Going “deeper” is, she says, where “mysticism comes in”. Nealon is a strong believer in tapping into the spirit world. “We don’t know everything,” as she puts it. Maeve, Debbie’s space-cadet of a mother, whose most memorable scene involves jumping into a coffin and landing on top of the corpse, is a mystic character that Nealon based on “worst case scenario for me if I didn’t… didn’t…”
Rein yourself in, I suggest?
She describes using objects like sea shells and Brigid’s crosses and dandelions during the writing of Snowflake as “port keys” into the world of her characters, the points at which Nealon’s world “kind of crossed” with that of her fictional characters. 
When I suggest she means they’re symbols, she insists they go much deeper: they’re keys into the “spirit world” of her fiction. How firmly she believes in this alternative world is clear in the way she talks about her characters as if she didn’t make them up. “Debbie lives down the road from me in Kildare,” she says casually.
Nealon grew up on the farm with her brother and three sisters in what sounds like a comfortable environment. “I need to make clear,” she says, “that I didn’t grow up in poverty. And neither did Debbie.”
When she arrived in Trinity College Dublin at the age of 18 she found, however, that she and her background were looked down on. As does Debbie.
It’s a real ouch moment in Snowflake when Debbie crosses herself after seeing an ambulance go by and her friend Xanthe remarks that it’s a “cute” thing to do. Nealon, too, found she was patronised at Trinity and expected to be much more innocent than the townies.
She takes the opportunity in Snowflake to make sure that farming and the land get their due respect. Vegans who say “dairy takes babies from their mothers” don’t really win the argument with Billy who responds, “What are we f**king meant to do?
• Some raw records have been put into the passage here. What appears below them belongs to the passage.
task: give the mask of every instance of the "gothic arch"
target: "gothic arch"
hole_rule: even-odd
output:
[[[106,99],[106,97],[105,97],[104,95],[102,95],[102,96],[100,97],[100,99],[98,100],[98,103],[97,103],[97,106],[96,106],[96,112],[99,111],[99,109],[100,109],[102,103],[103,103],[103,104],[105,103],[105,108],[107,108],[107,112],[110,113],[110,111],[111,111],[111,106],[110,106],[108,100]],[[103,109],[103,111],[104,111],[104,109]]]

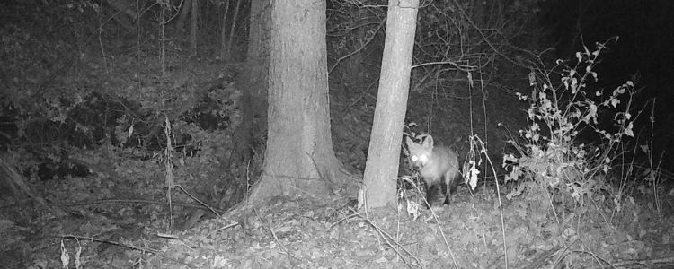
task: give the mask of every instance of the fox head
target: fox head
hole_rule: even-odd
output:
[[[410,150],[410,160],[414,168],[422,168],[430,160],[430,154],[433,152],[433,137],[426,136],[421,143],[414,143],[406,137],[407,148]]]

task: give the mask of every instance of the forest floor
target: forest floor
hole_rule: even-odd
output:
[[[161,190],[161,181],[148,189]],[[433,212],[355,211],[339,195],[276,198],[215,214],[148,200],[96,200],[137,184],[79,178],[40,192],[67,209],[0,201],[3,268],[671,268],[674,195],[626,199],[620,212],[586,204],[541,213],[526,197],[462,187]],[[412,195],[414,196],[414,195]],[[413,199],[412,199],[413,200]],[[599,200],[599,199],[598,199]],[[70,202],[65,202],[70,201]],[[84,201],[84,203],[82,203]],[[545,206],[544,206],[545,207]],[[239,207],[240,208],[240,207]],[[413,208],[412,208],[413,209]],[[200,221],[196,221],[200,220]],[[506,242],[507,249],[503,247]],[[508,254],[508,266],[505,263]],[[63,267],[66,268],[66,267]]]
[[[359,98],[331,99],[333,110],[350,111],[333,118],[359,121],[334,121],[333,133],[368,122],[371,105],[360,110],[353,106]],[[361,138],[368,134],[342,133],[352,131]],[[350,144],[350,138],[334,136],[338,158],[361,174],[364,153],[351,146],[362,141]],[[165,206],[161,161],[114,161],[120,177],[31,182],[64,213],[2,195],[0,267],[674,267],[674,193],[663,186],[636,186],[617,201],[586,197],[579,205],[528,195],[507,199],[508,192],[501,187],[498,195],[490,182],[473,193],[461,187],[450,204],[434,211],[405,198],[397,210],[356,211],[354,197],[335,195],[276,198],[216,217],[193,201]]]

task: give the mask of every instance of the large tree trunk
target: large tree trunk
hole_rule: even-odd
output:
[[[379,91],[363,178],[368,209],[395,206],[419,0],[389,0]]]
[[[330,133],[325,0],[271,4],[267,151],[250,201],[329,195],[341,164]]]

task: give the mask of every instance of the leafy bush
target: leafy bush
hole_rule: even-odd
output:
[[[544,191],[532,192],[537,201],[561,198],[563,203],[565,198],[572,197],[582,205],[584,197],[591,198],[608,189],[605,175],[612,160],[622,153],[620,144],[625,136],[634,136],[634,118],[630,107],[634,92],[631,81],[607,98],[602,91],[590,90],[598,80],[593,70],[605,45],[597,43],[594,51],[584,48],[584,51],[577,52],[577,62],[572,66],[558,60],[552,70],[537,68],[529,74],[531,94],[517,94],[529,104],[529,126],[519,130],[520,139],[509,141],[516,154],[505,154],[502,163],[510,169],[506,182],[528,180],[510,191],[508,198],[539,187]],[[554,83],[551,77],[559,69],[560,81]],[[626,103],[621,105],[621,100],[626,100]],[[613,117],[608,118],[610,116]],[[582,143],[588,141],[584,139],[588,135],[594,134],[598,135],[590,140],[591,143]],[[539,204],[547,208],[552,203]]]

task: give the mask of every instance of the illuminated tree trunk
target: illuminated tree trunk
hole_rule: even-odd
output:
[[[330,133],[325,0],[272,1],[267,151],[250,201],[331,193],[341,163]]]
[[[419,0],[389,0],[379,91],[363,178],[368,208],[395,206]]]

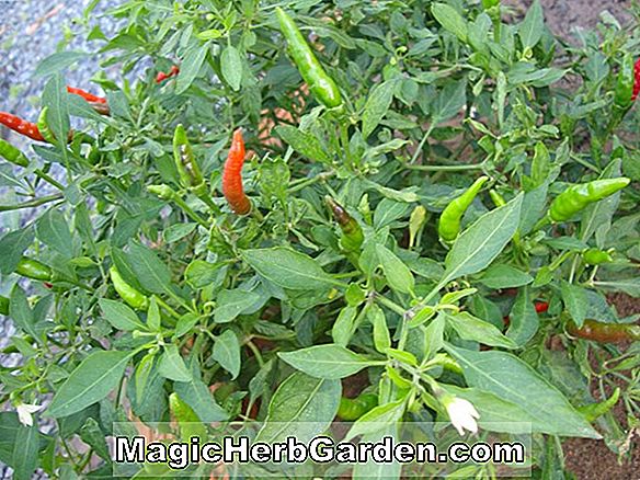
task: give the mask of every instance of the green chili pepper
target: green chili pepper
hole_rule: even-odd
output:
[[[0,296],[0,313],[9,315],[9,298]]]
[[[14,163],[20,167],[28,167],[28,159],[26,156],[11,145],[9,141],[5,141],[0,138],[0,157],[3,157],[4,160]]]
[[[490,190],[489,191],[489,196],[491,197],[491,201],[493,202],[493,205],[495,205],[498,208],[503,207],[503,206],[506,205],[506,201],[496,191]]]
[[[612,263],[614,261],[612,251],[604,251],[599,249],[588,249],[582,252],[582,260],[590,265],[601,265],[603,263]]]
[[[207,437],[207,428],[197,413],[175,392],[169,396],[169,411],[178,422],[183,439],[188,441],[195,436],[203,441]]]
[[[469,208],[473,198],[476,198],[480,188],[482,188],[482,185],[484,185],[488,180],[488,176],[480,176],[462,195],[455,198],[446,206],[441,215],[437,227],[441,239],[446,242],[452,242],[458,237],[465,212],[467,212],[467,208]]]
[[[551,203],[549,217],[553,221],[565,221],[586,208],[590,204],[599,202],[622,190],[629,184],[627,178],[595,180],[570,186]]]
[[[276,15],[287,41],[289,54],[316,99],[328,108],[341,106],[342,95],[338,85],[327,75],[295,22],[279,7],[276,9]]]
[[[616,83],[616,91],[614,94],[614,104],[621,110],[627,110],[633,103],[633,84],[636,82],[633,57],[631,54],[625,55],[620,71],[618,72],[618,81]]]
[[[149,299],[127,284],[115,266],[108,270],[108,274],[111,275],[113,287],[126,304],[138,310],[146,310],[149,307]]]
[[[357,252],[365,240],[362,227],[357,220],[348,215],[344,207],[333,198],[325,196],[324,202],[327,202],[327,205],[331,208],[333,218],[342,230],[342,236],[340,238],[341,247],[347,252]]]
[[[18,262],[15,273],[27,278],[38,279],[43,282],[50,282],[54,277],[52,268],[44,263],[23,256]]]
[[[375,393],[362,393],[354,399],[342,397],[340,399],[340,407],[338,408],[338,416],[352,422],[377,405],[378,396]]]
[[[500,0],[482,0],[482,8],[484,10],[492,9],[493,7],[498,7],[500,4]]]
[[[175,192],[173,192],[173,188],[164,184],[149,185],[147,186],[147,191],[163,201],[171,201],[175,197]]]
[[[37,129],[39,130],[39,133],[42,134],[44,139],[47,140],[49,144],[55,144],[56,137],[54,136],[54,133],[49,128],[49,123],[47,121],[47,112],[48,111],[49,111],[48,106],[45,106],[42,110],[42,112],[37,118],[36,125],[37,125]]]
[[[578,411],[582,413],[587,422],[593,422],[598,416],[604,415],[609,410],[612,410],[616,403],[618,403],[618,399],[620,398],[620,387],[616,387],[614,393],[603,402],[599,403],[590,403],[588,405],[578,407]]]
[[[585,320],[581,328],[570,321],[567,331],[579,339],[597,343],[619,343],[640,340],[640,325],[627,323],[603,323]]]
[[[175,168],[182,186],[188,188],[204,183],[203,174],[195,161],[193,149],[182,124],[175,127],[173,134],[173,159],[175,160]]]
Leave the calf there for it to grow up enough so mammy and son can start riding each other?”
She doesn’t mythologise the land either, but the novel makes an argument for people to connect both with the land and with each other. And above all to make time for the survival skill that is daydreaming.
I suggest that she’s really arguing against an economy that seems to demand more and more hours from its workers and leaves no time for thought, let alone dreams. She agrees that she’s “privileged” to be able to spend her days writing but says she worked hard for it.
Grateful as she is to win the Sunday Independent Newcomer of the Year award, she’s dying to stop doing interviews and go back to write full-time in her home in Belfast, a city she learned to love as a master’s degree student and “isn’t finished with yet” because it’s “gas” and the people are “so warm”.
Maybe she’s finally learning to follow her own prescription: “I think that women being radically kind, not to each other, but to themselves – and supporting each other in that – is a starting point for the healing that we need to do for what society has put on us that’s not us.”